Search code examples
javastanford-nlp

How to extract an unlabelled/untyped dependency tree from a TreeAnnotation using Stanford CoreNLP?


The target language is Spanish.

The English pipeline has support for typed dependencies whereas the Spanish pipeline, to my knowledge, does not.

The goal is to produce a dependency tree from a TreeAnnotation where the end result is a list of directed edges. Is this possible with CoreNLP 3.4.1 and using Spanish models, if so: how?

Background

I'm using Stanford CoreNLP 3.4.1 + (3.5.0 Spanish models for POS tagging) (Due to compatibility reasons, Java 8 cannot be used yet) with the following configuration:

Properties props = new Properties();
props.setProperty("annotators", "tokenize, ssplit, pos, ner, parse");
props.setProperty("tokenize.options", "invertible=true,ptb3Escaping=true");
props.setProperty("tokenize.language", "es");

props.setProperty("pos.model", "edu/stanford/nlp/models/pos-tagger/spanish/spanish-distsim.tagger");
props.setProperty("ner.model", "edu/stanford/nlp/models/ner/spanish.ancora.distsim.s512.crf.ser.gz");

props.setProperty("parse.model", "edu/stanford/nlp/models/srparser/spanishSR.ser.gz"); //Stanford Parser 3.4.1 shift-reduce models for Spanish. 

props.setProperty("ner.applyNumericClassifiers", "false");
props.setProperty("ner.useSUTime", "false");

Which is then used to create the pipeline and run annotation of a document.

StanfordCoreNLP pipeline = new StanfordCoreNLP(props);
pipeline.annotate(document);

List<CoreMap> sentences = document.get(CoreAnnotations.SentencesAnnotation.class);

for(CoreMap sentence: sentences) {

    // ... extract start, end position of sentence ...

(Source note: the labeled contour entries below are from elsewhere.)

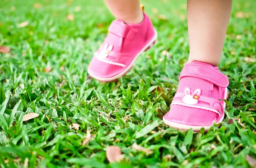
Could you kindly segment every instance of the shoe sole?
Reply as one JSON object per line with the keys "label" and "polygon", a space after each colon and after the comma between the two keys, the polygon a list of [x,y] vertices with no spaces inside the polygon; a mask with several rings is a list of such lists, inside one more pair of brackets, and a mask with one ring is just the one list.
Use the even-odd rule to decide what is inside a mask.
{"label": "shoe sole", "polygon": [[[226,88],[225,91],[225,98],[224,99],[227,99],[228,94],[227,94],[227,88]],[[223,104],[223,108],[226,108],[226,103],[224,102],[224,103]],[[218,121],[216,124],[218,124],[220,122],[221,122],[222,121],[223,121],[223,119],[224,119],[224,116],[225,116],[225,113],[224,112],[223,114],[222,115],[222,117]],[[193,126],[193,125],[186,125],[185,124],[179,124],[176,122],[172,122],[171,121],[169,121],[166,120],[164,116],[163,118],[163,121],[165,124],[168,125],[169,127],[174,128],[178,129],[180,129],[182,130],[187,130],[190,128],[192,128],[193,131],[194,132],[199,132],[200,131],[200,129],[202,128],[204,128],[204,130],[205,132],[207,132],[209,129],[212,127],[212,125],[210,126]]]}
{"label": "shoe sole", "polygon": [[117,74],[115,76],[108,78],[102,78],[97,77],[97,76],[95,76],[93,74],[91,73],[90,73],[88,69],[87,69],[87,70],[88,73],[92,77],[103,83],[113,81],[116,80],[117,79],[118,79],[124,76],[132,68],[132,66],[133,66],[137,58],[139,57],[139,56],[143,52],[146,51],[147,50],[150,48],[151,47],[152,47],[153,45],[157,41],[157,31],[156,31],[155,30],[154,31],[155,32],[155,34],[152,39],[151,39],[151,40],[150,40],[150,41],[143,47],[143,48],[142,48],[142,49],[139,52],[139,53],[137,54],[137,55],[133,59],[131,64],[130,64],[130,65],[121,73],[119,73],[119,74]]}

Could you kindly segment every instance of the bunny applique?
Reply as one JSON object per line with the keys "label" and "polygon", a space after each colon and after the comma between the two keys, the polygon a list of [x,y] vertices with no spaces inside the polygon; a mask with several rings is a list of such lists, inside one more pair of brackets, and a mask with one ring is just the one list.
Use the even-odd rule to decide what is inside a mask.
{"label": "bunny applique", "polygon": [[184,89],[185,96],[182,98],[182,101],[185,104],[193,105],[196,104],[198,102],[198,100],[200,98],[201,89],[200,88],[195,89],[192,95],[190,95],[190,90],[189,88],[185,88]]}
{"label": "bunny applique", "polygon": [[113,46],[112,45],[110,45],[108,46],[108,44],[106,43],[103,49],[99,54],[99,57],[101,59],[104,59],[107,58],[110,52],[113,48]]}

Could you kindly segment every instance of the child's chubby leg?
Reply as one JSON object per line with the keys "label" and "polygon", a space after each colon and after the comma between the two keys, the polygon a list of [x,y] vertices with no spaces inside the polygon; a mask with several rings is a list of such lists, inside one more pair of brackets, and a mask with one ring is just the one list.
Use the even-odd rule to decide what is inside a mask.
{"label": "child's chubby leg", "polygon": [[136,58],[154,43],[157,34],[139,0],[104,0],[116,20],[94,54],[88,74],[102,82],[115,80],[132,68]]}
{"label": "child's chubby leg", "polygon": [[140,0],[104,0],[106,5],[117,19],[126,24],[140,23],[144,18]]}
{"label": "child's chubby leg", "polygon": [[164,122],[181,129],[208,131],[222,121],[227,98],[227,77],[218,64],[230,17],[232,0],[188,0],[190,52],[179,76],[170,110]]}

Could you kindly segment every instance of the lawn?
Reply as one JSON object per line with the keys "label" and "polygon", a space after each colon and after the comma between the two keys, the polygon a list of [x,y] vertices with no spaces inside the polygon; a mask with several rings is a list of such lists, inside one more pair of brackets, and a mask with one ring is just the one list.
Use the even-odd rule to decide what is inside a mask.
{"label": "lawn", "polygon": [[[143,1],[159,40],[102,84],[87,72],[114,19],[102,0],[1,0],[0,46],[10,51],[0,53],[0,167],[256,166],[254,0],[234,0],[219,65],[230,83],[221,125],[193,133],[162,121],[188,58],[186,2]],[[38,116],[23,121],[30,113]],[[119,162],[107,159],[111,145]]]}

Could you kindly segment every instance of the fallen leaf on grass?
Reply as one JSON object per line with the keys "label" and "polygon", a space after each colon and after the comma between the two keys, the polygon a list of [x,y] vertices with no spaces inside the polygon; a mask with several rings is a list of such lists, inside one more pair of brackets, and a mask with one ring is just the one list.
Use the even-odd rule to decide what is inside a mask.
{"label": "fallen leaf on grass", "polygon": [[40,9],[42,8],[43,5],[41,3],[36,3],[34,4],[34,8],[35,9]]}
{"label": "fallen leaf on grass", "polygon": [[66,17],[68,20],[75,20],[75,16],[74,14],[70,14]]}
{"label": "fallen leaf on grass", "polygon": [[121,149],[117,146],[111,146],[108,147],[106,152],[107,159],[108,162],[119,162],[123,159]]}
{"label": "fallen leaf on grass", "polygon": [[253,157],[247,155],[245,156],[245,159],[248,162],[248,163],[252,168],[255,168],[256,167],[256,159]]}
{"label": "fallen leaf on grass", "polygon": [[87,131],[86,131],[86,136],[85,136],[85,138],[83,140],[83,142],[82,145],[84,145],[88,143],[88,142],[90,141],[90,140],[91,137],[91,134],[90,134],[90,131],[89,130],[87,130]]}
{"label": "fallen leaf on grass", "polygon": [[18,25],[18,28],[21,28],[22,27],[24,27],[29,25],[29,22],[28,20],[25,21],[25,22],[21,22]]}
{"label": "fallen leaf on grass", "polygon": [[236,17],[239,18],[248,18],[250,17],[253,14],[252,13],[244,13],[242,11],[238,11],[236,13]]}
{"label": "fallen leaf on grass", "polygon": [[35,113],[30,113],[25,114],[23,116],[23,121],[28,121],[29,120],[33,119],[34,118],[38,117],[39,114]]}
{"label": "fallen leaf on grass", "polygon": [[163,14],[158,14],[157,16],[157,17],[158,19],[160,19],[161,20],[167,20],[167,17],[166,17],[166,15],[164,15]]}
{"label": "fallen leaf on grass", "polygon": [[244,60],[247,63],[254,63],[255,62],[255,59],[254,58],[251,58],[250,57],[246,57],[244,58]]}
{"label": "fallen leaf on grass", "polygon": [[75,7],[75,11],[79,11],[81,10],[81,7],[78,6],[76,6]]}
{"label": "fallen leaf on grass", "polygon": [[45,72],[49,72],[52,70],[52,67],[49,66],[47,68],[46,68],[43,70],[43,71]]}
{"label": "fallen leaf on grass", "polygon": [[75,129],[76,130],[78,130],[79,129],[79,128],[80,127],[80,126],[79,126],[79,124],[75,123],[73,125],[73,127],[74,127],[74,129]]}
{"label": "fallen leaf on grass", "polygon": [[10,52],[10,48],[5,46],[0,46],[0,53],[8,53]]}
{"label": "fallen leaf on grass", "polygon": [[232,118],[230,118],[229,119],[228,119],[228,120],[227,120],[227,122],[228,124],[231,124],[233,123],[234,121],[233,121],[233,120],[232,120]]}
{"label": "fallen leaf on grass", "polygon": [[138,145],[136,143],[132,144],[131,147],[134,149],[145,152],[146,155],[148,155],[153,153],[153,151],[151,150],[145,148],[143,146]]}

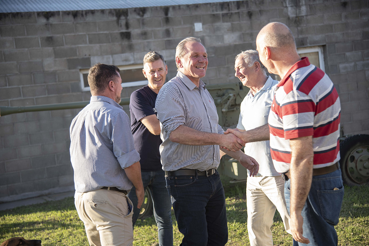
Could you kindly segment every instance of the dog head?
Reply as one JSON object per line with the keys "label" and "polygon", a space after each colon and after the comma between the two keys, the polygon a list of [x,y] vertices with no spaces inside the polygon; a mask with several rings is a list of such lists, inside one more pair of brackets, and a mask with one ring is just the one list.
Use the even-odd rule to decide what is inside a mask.
{"label": "dog head", "polygon": [[41,246],[41,240],[26,240],[23,238],[12,238],[0,246]]}

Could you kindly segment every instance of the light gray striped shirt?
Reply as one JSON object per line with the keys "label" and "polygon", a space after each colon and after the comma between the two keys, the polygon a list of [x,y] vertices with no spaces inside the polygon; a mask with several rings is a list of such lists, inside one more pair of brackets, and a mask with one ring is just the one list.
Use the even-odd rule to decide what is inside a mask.
{"label": "light gray striped shirt", "polygon": [[72,121],[70,133],[76,191],[132,188],[124,169],[139,161],[139,154],[129,119],[119,104],[106,96],[92,96]]}
{"label": "light gray striped shirt", "polygon": [[170,133],[182,125],[201,131],[223,133],[218,124],[214,101],[206,87],[200,80],[198,88],[179,71],[158,94],[155,108],[161,125],[163,143],[159,150],[165,171],[183,168],[204,171],[219,165],[219,145],[187,145],[169,139]]}

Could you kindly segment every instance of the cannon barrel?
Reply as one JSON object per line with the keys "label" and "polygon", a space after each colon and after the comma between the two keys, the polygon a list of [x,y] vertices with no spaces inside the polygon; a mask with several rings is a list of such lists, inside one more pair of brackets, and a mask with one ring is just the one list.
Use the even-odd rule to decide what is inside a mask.
{"label": "cannon barrel", "polygon": [[[82,102],[74,102],[61,103],[55,103],[54,104],[34,105],[31,106],[24,106],[22,107],[0,106],[0,116],[13,113],[24,113],[24,112],[82,108],[85,108],[89,103],[89,101],[84,101]],[[130,98],[129,97],[122,98],[121,101],[119,103],[120,105],[128,105],[129,104]]]}

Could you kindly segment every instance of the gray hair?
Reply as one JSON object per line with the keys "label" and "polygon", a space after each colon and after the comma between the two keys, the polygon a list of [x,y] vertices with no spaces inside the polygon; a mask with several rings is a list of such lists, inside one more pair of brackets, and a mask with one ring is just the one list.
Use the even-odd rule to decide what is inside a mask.
{"label": "gray hair", "polygon": [[144,57],[144,64],[148,62],[154,62],[159,60],[163,61],[164,66],[165,65],[165,61],[164,60],[164,57],[156,51],[150,51],[145,55]]}
{"label": "gray hair", "polygon": [[[186,45],[186,44],[189,42],[197,42],[203,44],[201,42],[201,39],[198,38],[187,37],[179,42],[179,43],[177,46],[177,48],[176,48],[176,57],[182,58],[184,56],[186,52],[184,46]],[[177,64],[177,63],[176,63],[176,64],[177,65],[177,68],[179,69],[179,67],[178,66],[178,64]],[[177,71],[178,71],[178,69],[177,69]]]}
{"label": "gray hair", "polygon": [[260,59],[259,57],[259,52],[257,50],[248,50],[242,51],[238,55],[236,56],[235,60],[236,60],[239,56],[241,56],[245,61],[245,62],[247,66],[249,67],[254,64],[255,62],[257,62],[260,64],[260,68],[266,74],[265,71],[265,67],[264,64],[261,63]]}

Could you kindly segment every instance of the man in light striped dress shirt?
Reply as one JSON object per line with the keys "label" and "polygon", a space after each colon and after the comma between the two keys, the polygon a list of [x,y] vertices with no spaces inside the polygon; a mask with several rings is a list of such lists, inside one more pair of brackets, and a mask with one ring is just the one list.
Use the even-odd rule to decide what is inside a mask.
{"label": "man in light striped dress shirt", "polygon": [[[273,163],[285,180],[293,245],[337,245],[334,225],[344,195],[337,162],[338,94],[324,72],[307,57],[300,58],[293,35],[284,24],[267,25],[256,43],[262,62],[282,78],[268,119],[270,134],[261,132],[258,137],[270,136]],[[238,136],[246,142],[255,141],[249,132]]]}
{"label": "man in light striped dress shirt", "polygon": [[139,155],[129,119],[118,104],[120,71],[100,63],[90,68],[90,103],[70,125],[75,204],[90,245],[132,245],[132,205],[127,191],[134,186],[138,208],[144,200]]}
{"label": "man in light striped dress shirt", "polygon": [[155,103],[162,124],[160,151],[181,245],[224,245],[228,241],[224,190],[216,169],[219,145],[256,175],[259,165],[239,149],[244,143],[223,134],[214,101],[200,78],[207,55],[199,39],[187,38],[176,51],[177,76],[164,85]]}

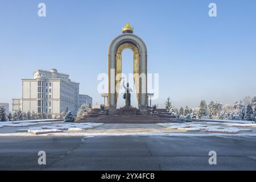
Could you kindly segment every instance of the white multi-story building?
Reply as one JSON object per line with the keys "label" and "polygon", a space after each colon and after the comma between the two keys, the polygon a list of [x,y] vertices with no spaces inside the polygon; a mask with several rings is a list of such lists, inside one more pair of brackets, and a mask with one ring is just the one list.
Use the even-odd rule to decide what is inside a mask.
{"label": "white multi-story building", "polygon": [[90,104],[92,106],[92,98],[88,95],[79,94],[79,105],[81,106],[84,103]]}
{"label": "white multi-story building", "polygon": [[6,113],[9,113],[9,103],[0,103],[0,106],[3,106]]}
{"label": "white multi-story building", "polygon": [[22,109],[21,99],[20,98],[13,98],[13,113],[17,111]]}
{"label": "white multi-story building", "polygon": [[81,106],[79,83],[71,81],[67,74],[36,70],[33,79],[22,79],[23,111],[60,114],[67,107],[73,114]]}

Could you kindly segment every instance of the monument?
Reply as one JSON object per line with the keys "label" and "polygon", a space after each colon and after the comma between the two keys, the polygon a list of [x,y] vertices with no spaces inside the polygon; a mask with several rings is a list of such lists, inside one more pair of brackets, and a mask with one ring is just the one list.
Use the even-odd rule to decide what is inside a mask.
{"label": "monument", "polygon": [[[125,49],[130,49],[133,52],[133,78],[139,109],[142,112],[147,110],[147,48],[142,39],[133,34],[133,28],[127,23],[122,28],[122,34],[114,39],[109,48],[108,104],[110,114],[117,109],[122,80],[122,53]],[[130,106],[130,93],[127,92],[125,96],[127,97],[127,101],[130,102],[130,104],[126,102],[126,106]]]}
{"label": "monument", "polygon": [[[129,83],[125,82],[121,74],[122,54],[125,49],[130,49],[133,52],[133,80],[138,108],[131,103],[131,93],[133,92]],[[98,110],[92,109],[79,122],[112,123],[170,122],[166,111],[159,111],[155,105],[150,109],[154,93],[147,92],[147,48],[142,39],[133,34],[133,28],[129,23],[122,28],[122,34],[110,43],[108,51],[108,93],[101,94],[104,104]],[[125,104],[118,109],[117,102],[121,86],[125,88],[123,98],[125,100]]]}

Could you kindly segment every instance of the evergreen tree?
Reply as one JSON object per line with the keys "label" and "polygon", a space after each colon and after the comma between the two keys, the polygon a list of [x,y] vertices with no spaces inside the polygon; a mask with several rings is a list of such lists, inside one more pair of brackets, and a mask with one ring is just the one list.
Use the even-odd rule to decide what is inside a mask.
{"label": "evergreen tree", "polygon": [[84,103],[83,104],[82,104],[80,108],[79,108],[79,110],[77,111],[77,117],[79,117],[85,112],[88,111],[89,109],[90,109],[89,104],[87,102]]}
{"label": "evergreen tree", "polygon": [[164,103],[164,109],[166,109],[167,111],[169,111],[172,107],[172,103],[171,102],[171,98],[168,97],[167,100]]}
{"label": "evergreen tree", "polygon": [[30,111],[28,111],[27,113],[27,119],[31,120],[31,113]]}
{"label": "evergreen tree", "polygon": [[11,113],[9,113],[7,115],[8,121],[11,121],[13,120],[13,114]]}
{"label": "evergreen tree", "polygon": [[36,114],[36,119],[42,119],[42,113],[37,113]]}
{"label": "evergreen tree", "polygon": [[183,107],[182,106],[180,109],[180,110],[179,111],[179,114],[180,115],[184,115],[184,109],[183,109]]}
{"label": "evergreen tree", "polygon": [[36,120],[37,119],[38,116],[36,115],[36,113],[34,112],[34,111],[32,111],[31,114],[31,119],[32,120]]}
{"label": "evergreen tree", "polygon": [[0,105],[0,121],[6,121],[6,113],[5,107]]}
{"label": "evergreen tree", "polygon": [[18,121],[18,114],[16,111],[15,111],[13,114],[13,121]]}
{"label": "evergreen tree", "polygon": [[214,102],[210,101],[208,105],[208,118],[212,119],[214,115]]}
{"label": "evergreen tree", "polygon": [[69,111],[67,113],[66,115],[65,115],[64,122],[74,122],[75,121],[75,117],[73,115],[71,111]]}
{"label": "evergreen tree", "polygon": [[47,115],[46,113],[42,113],[42,119],[47,119]]}
{"label": "evergreen tree", "polygon": [[197,116],[197,111],[195,109],[192,109],[192,111],[190,114],[191,118],[196,119],[196,117]]}
{"label": "evergreen tree", "polygon": [[22,111],[19,109],[17,111],[17,121],[22,121],[23,119]]}
{"label": "evergreen tree", "polygon": [[47,114],[47,119],[52,119],[52,115],[51,114]]}
{"label": "evergreen tree", "polygon": [[169,113],[171,113],[171,115],[175,116],[177,117],[179,115],[179,111],[177,108],[172,107],[169,111]]}
{"label": "evergreen tree", "polygon": [[207,105],[205,101],[201,101],[199,111],[198,113],[198,118],[202,119],[207,117]]}
{"label": "evergreen tree", "polygon": [[190,115],[189,109],[188,109],[188,106],[186,106],[185,109],[184,110],[184,115]]}
{"label": "evergreen tree", "polygon": [[22,121],[25,121],[27,119],[27,113],[22,112]]}
{"label": "evergreen tree", "polygon": [[66,114],[68,112],[68,107],[67,107],[66,109],[65,109],[64,111],[64,115],[66,115]]}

    for (CoreLabel token: sentence.get(CoreAnnotations.TokensAnnotation.class)) {

        // ... extract POS tags, NER annotations, id ...
    }

    //This works, and I have a tree that is not empty.
    Tree tree = sentence.get(TreeCoreAnnotations.TreeAnnotation.class);
}

By using a debugger I was able to examine both sentences and tokens and conclude that they have the following content:

Sentence (keys)

From edu.stanford.nlp.ling.CoreAnnotations:

  • TextAnnotation
  • CharacterOffsetBeginAnnotation
  • CharacterOffsetEndAnnotation
  • TokensAnnotation
  • TokenBeginAnnotation
  • TokenEndAnnotation
  • SentenceIndexAnnotation

From edu.stanford.nlp.trees.TreeCoreAnnotations

  • TreeAnnotation

Tokens (keys)

From edu.stanford.nlp.ling.CoreAnnotations

  • TextAnnotation
  • OriginalTextAnnotation
  • CharacterOffsetBeginAnnotation
  • CharacterOffsetEndAnnotation
  • BeforeAnnotation
  • AfterAnnotation
  • IndexAnnotation
  • SentenceIndexAnnotation
  • PartOfSpeechAnnotation
  • NamedEntityTagAnnotation

From edu.stanford.nlp.trees.TreeCoreAnnotations

  • HeadWordAnnotation - In my experiments: this one always points to itself, i.e. the token where the annotation is retrieved from.
  • HeadTagAnnotation

Thanks in advance!


Solution

  • There is no support for Spanish dependency parsing in CoreNLP at the moment. This includes typed dependency conversion from constituency parses.

    There is a head finder implemented (but not fully tested). You could hack an untyped dependency converter using this head finder, but we have no guarantees that this will yield a sensible parse.